Я испробовала все: пыталась быть соблазнительной, испуганной, жалкой, отчаявшейся. Я орала на него, впадала в истерику. Как-то раз попыталась даже броситься вперед и проскочить мимо него в приоткрытую щель. Он все так же невозмутимо оттер меня плечом от выхода и захлопнул дверь.
В боевиках в этот момент герой обязательно придумал бы какой-нибудь выход. Собрал бы из подручных средств бомбу или оружие, оглушил охранника, выскочил, перебил всех гонителей…
Я тщательно обшарила всю комнату, искала хоть что-нибудь, что можно было бы использовать. Черт подери, в этом клоповнике даже стул был привинчен к полу! Даже кровать!
Я не понимала, где нахожусь.
Тюрьма? Камера предварительного заключения?

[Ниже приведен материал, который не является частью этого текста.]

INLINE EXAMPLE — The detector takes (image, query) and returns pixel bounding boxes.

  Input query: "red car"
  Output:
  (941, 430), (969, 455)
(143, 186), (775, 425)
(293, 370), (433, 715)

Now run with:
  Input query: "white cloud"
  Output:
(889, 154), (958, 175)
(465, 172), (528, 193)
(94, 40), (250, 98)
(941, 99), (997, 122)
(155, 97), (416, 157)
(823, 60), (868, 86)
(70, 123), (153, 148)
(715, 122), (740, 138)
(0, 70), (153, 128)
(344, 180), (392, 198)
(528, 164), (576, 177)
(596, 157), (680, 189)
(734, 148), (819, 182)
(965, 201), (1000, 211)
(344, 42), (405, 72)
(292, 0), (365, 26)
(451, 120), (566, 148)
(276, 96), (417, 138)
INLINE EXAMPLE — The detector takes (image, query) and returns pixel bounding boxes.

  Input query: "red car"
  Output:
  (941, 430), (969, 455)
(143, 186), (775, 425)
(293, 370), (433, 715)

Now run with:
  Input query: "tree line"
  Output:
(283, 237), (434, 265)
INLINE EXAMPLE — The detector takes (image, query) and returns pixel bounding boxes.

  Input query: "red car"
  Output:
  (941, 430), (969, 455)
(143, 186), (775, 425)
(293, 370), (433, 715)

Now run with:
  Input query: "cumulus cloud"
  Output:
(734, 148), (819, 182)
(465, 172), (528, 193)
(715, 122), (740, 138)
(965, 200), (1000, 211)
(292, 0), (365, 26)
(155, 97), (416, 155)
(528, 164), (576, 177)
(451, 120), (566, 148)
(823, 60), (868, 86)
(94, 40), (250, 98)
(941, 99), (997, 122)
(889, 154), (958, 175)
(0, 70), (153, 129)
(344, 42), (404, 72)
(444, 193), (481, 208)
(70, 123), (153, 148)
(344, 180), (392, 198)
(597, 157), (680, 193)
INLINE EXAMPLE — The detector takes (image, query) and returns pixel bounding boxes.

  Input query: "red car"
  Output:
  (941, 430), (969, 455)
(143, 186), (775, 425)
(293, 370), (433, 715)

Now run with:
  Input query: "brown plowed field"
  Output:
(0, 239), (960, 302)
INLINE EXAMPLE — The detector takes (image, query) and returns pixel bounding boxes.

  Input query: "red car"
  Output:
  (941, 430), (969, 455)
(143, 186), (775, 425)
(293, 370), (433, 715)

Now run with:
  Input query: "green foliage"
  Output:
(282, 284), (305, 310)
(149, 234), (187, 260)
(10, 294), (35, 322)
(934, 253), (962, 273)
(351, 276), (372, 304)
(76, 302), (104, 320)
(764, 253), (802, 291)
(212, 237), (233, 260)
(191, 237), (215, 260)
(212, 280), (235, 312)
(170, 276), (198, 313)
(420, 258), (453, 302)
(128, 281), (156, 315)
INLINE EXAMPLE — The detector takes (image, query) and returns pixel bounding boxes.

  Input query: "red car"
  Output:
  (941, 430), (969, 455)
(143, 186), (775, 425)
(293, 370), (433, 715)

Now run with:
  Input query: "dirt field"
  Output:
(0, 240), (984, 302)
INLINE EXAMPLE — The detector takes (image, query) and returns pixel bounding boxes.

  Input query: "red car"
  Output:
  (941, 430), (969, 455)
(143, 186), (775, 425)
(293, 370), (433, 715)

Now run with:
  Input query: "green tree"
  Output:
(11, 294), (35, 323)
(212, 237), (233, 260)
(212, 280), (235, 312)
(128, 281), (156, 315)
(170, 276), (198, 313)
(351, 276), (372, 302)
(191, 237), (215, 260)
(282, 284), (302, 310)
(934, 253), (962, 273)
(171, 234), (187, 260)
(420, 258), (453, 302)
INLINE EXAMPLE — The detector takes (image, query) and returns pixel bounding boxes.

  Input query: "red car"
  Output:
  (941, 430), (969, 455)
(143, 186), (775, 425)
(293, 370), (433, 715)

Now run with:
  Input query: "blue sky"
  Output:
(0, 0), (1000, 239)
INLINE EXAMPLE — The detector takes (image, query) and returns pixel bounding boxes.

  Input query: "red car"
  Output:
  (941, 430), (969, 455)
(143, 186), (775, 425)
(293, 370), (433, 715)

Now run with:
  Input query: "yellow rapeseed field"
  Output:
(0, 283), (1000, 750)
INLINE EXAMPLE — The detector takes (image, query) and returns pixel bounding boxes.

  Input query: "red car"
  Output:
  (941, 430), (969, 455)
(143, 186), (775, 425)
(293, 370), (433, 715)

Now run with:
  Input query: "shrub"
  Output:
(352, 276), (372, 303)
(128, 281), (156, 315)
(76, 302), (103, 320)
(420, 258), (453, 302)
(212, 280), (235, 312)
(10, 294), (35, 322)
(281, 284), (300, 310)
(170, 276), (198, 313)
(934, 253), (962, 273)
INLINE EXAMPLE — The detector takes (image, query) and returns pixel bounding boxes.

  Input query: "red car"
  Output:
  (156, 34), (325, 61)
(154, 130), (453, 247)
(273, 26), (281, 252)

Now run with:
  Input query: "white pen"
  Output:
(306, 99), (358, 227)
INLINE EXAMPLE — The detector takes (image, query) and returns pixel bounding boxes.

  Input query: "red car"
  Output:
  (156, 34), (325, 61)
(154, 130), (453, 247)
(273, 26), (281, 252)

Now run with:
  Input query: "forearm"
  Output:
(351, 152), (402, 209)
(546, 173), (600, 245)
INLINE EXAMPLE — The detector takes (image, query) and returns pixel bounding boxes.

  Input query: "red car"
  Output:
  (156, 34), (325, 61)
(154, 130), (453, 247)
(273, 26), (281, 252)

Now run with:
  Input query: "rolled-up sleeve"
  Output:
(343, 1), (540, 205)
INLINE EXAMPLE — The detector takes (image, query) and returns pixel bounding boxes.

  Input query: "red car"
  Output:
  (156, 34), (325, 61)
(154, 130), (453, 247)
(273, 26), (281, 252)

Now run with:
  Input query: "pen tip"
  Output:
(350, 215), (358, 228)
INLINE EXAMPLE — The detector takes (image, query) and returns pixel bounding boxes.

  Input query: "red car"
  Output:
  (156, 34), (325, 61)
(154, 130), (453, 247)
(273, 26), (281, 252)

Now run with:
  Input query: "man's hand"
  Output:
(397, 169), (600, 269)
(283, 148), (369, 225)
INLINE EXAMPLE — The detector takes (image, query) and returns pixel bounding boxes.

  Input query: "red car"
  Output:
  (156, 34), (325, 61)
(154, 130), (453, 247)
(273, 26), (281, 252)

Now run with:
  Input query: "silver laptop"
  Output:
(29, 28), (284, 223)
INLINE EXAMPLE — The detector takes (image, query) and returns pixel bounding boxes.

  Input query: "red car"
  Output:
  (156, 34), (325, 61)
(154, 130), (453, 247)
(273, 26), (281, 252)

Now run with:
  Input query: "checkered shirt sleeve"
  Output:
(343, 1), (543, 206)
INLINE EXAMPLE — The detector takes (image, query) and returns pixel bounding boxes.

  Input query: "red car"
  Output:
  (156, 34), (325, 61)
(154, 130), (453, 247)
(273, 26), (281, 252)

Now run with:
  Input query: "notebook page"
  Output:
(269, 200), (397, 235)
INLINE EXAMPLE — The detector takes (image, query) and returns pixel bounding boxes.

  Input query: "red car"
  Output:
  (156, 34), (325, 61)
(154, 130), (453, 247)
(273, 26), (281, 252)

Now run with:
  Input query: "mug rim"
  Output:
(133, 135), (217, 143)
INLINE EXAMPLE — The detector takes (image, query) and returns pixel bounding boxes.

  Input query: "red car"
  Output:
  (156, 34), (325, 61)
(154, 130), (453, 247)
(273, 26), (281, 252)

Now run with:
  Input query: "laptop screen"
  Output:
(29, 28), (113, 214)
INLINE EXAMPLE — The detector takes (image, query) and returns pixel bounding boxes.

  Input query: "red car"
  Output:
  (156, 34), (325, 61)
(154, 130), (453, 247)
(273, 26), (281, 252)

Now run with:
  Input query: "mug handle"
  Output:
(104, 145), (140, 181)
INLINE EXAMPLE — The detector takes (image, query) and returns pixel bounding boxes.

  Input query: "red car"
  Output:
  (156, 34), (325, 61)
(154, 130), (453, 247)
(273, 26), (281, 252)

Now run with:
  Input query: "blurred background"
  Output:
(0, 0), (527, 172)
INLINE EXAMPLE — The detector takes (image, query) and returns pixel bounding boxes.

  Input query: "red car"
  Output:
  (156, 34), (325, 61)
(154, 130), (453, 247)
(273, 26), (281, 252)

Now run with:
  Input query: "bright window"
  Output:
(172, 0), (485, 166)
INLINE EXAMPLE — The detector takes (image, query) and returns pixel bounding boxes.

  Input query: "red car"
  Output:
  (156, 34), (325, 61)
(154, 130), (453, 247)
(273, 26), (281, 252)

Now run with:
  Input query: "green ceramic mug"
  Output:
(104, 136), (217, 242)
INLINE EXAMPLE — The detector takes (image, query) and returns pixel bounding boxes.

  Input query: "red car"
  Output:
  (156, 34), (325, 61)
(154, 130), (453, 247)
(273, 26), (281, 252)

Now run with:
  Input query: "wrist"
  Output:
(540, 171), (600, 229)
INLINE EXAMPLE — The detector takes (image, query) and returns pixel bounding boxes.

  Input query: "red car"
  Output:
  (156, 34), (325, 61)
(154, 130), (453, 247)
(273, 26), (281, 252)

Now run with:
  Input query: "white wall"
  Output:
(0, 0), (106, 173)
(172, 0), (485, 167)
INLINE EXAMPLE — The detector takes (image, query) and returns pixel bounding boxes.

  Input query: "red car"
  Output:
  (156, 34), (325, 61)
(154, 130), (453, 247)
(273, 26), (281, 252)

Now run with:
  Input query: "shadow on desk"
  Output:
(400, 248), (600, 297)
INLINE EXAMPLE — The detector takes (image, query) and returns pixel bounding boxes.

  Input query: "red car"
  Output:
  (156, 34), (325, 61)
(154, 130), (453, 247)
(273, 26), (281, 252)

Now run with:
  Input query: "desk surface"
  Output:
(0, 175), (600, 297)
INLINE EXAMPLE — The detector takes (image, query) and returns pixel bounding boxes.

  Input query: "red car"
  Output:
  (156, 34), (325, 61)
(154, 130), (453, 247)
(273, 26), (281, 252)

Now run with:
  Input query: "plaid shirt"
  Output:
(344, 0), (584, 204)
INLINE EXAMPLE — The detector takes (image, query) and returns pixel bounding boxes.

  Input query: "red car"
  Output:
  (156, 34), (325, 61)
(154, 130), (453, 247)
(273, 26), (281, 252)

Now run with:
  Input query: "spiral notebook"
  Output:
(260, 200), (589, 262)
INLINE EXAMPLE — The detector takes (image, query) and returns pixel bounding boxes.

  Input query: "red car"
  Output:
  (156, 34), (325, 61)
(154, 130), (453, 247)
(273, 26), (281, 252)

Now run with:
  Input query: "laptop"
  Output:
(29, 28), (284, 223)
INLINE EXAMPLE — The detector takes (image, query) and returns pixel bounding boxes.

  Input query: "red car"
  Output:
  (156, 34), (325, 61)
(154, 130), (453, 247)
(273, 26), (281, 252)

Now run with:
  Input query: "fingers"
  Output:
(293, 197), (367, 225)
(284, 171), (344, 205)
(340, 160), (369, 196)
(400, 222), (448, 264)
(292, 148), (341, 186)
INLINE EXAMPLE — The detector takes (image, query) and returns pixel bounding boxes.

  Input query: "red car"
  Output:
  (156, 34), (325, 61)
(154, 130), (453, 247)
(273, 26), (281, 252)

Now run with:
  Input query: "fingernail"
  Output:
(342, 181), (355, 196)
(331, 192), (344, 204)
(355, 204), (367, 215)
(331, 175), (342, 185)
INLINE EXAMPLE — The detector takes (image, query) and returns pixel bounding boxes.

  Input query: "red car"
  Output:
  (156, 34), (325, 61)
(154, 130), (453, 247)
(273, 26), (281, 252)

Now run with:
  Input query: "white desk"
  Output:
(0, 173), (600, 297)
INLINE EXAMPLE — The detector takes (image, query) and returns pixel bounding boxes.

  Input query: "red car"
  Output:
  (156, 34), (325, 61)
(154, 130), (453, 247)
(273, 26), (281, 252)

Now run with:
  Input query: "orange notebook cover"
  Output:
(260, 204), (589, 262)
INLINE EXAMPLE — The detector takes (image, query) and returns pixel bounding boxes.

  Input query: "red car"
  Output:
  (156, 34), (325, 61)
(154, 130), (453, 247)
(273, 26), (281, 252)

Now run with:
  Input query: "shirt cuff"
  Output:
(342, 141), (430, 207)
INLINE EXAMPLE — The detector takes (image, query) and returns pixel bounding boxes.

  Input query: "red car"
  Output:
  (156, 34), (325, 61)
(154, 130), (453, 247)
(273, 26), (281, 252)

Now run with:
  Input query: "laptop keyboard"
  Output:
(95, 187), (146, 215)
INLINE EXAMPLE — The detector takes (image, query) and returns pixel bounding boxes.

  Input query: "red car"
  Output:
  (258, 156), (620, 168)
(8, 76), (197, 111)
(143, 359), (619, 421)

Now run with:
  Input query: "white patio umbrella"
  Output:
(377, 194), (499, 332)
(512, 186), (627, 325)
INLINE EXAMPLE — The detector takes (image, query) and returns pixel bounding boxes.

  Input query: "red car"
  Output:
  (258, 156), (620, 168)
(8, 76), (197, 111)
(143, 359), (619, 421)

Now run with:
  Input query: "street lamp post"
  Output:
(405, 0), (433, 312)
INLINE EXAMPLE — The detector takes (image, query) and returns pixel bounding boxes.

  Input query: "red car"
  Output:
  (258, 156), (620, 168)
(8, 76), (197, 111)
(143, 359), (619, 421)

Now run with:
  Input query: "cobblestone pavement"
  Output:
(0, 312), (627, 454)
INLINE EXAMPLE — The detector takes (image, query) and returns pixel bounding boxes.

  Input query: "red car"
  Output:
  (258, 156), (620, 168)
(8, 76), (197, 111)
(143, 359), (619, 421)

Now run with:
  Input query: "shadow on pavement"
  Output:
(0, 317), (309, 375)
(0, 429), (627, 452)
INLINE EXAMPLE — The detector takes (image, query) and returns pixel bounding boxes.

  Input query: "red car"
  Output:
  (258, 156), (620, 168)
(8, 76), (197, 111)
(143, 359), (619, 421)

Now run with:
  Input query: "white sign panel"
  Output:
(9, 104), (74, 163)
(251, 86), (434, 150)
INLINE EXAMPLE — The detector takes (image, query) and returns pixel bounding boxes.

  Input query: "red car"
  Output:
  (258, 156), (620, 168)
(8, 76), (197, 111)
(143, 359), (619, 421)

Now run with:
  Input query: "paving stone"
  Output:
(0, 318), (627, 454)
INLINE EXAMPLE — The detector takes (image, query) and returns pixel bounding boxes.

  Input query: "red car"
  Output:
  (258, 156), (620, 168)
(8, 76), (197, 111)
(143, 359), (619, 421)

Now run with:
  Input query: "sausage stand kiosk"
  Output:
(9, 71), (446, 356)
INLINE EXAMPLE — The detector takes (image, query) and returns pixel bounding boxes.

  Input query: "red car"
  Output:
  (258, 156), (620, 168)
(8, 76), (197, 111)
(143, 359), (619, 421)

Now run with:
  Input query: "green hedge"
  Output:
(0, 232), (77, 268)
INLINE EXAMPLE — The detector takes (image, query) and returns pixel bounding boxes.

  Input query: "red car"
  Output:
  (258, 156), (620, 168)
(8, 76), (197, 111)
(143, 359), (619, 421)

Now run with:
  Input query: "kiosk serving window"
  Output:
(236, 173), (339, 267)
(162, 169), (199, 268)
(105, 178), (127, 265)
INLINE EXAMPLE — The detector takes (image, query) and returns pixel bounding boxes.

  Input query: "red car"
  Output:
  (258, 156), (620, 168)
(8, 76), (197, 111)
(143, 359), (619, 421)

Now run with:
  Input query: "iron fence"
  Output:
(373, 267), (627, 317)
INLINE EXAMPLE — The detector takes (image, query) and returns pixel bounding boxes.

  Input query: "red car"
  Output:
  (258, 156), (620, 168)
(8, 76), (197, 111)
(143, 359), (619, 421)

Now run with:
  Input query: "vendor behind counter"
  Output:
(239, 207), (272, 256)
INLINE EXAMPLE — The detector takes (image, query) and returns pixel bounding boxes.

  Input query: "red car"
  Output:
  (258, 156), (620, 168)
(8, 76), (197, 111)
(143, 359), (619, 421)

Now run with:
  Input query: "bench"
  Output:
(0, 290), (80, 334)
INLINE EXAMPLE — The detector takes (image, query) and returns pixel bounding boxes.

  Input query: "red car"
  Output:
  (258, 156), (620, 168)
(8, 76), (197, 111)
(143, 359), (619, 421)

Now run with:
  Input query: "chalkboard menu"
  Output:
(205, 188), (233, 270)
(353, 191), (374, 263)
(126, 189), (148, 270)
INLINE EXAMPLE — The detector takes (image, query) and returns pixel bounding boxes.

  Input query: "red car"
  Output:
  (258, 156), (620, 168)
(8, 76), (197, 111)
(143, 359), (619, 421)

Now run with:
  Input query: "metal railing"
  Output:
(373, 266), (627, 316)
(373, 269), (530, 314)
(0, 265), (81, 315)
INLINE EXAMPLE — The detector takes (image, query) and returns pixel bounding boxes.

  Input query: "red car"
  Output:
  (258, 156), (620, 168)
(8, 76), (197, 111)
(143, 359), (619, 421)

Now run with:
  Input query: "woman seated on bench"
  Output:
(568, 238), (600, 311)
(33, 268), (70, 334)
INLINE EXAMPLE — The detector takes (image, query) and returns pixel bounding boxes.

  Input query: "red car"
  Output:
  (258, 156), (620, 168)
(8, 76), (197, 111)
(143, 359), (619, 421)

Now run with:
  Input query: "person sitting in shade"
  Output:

Я, конечно, никогда не была в таких местах, но по фильмам и книгам предполагала, что выглядеть оно должно было несколько иначе. Мне представлялась грязная комната, нары, параша, десяток сокамерниц, не утихающие даже по ночам разговоры, склоки, ругательства. Здесь же царила полная тишина, и от этого мне порой казалось, что моя голова вот-вот взорвется. Я то впадала в оцепенение, то сидела на краю своей койки, зажав руки между коленей, и раскачивалась вперед-назад, то в ярости бросалась на дверь, барабанила в нее кулаками, требуя, чтобы мне объявили, где я нахожусь и что меня ждет.
Толку, впрочем, от этого не было: на мои крики все равно никто не отзывался.
Через двое суток этого безмолвия и неизвестности я готова уже была, кажется, на что угодно, лишь бы все это как-то прекратилось. Я, наверное, могла бы в тот момент броситься к ногам своего палача и молить его сделать со мной что угодно: отправить в общую камеру, сослать в лагерь строго режима, казнить, в конце концов, лишь бы закончилась эта пытка неизвестностью.
Когда на третье утро ко мне в комнату вошел капитан Рыбкин, я едва не кинулась ему на шею. Он был в тот момент для меня символом определенности. Я знала его в лицо, знала его имя – и это были единственные сведения об окружающей меня реальности, которыми я на тот момент располагала.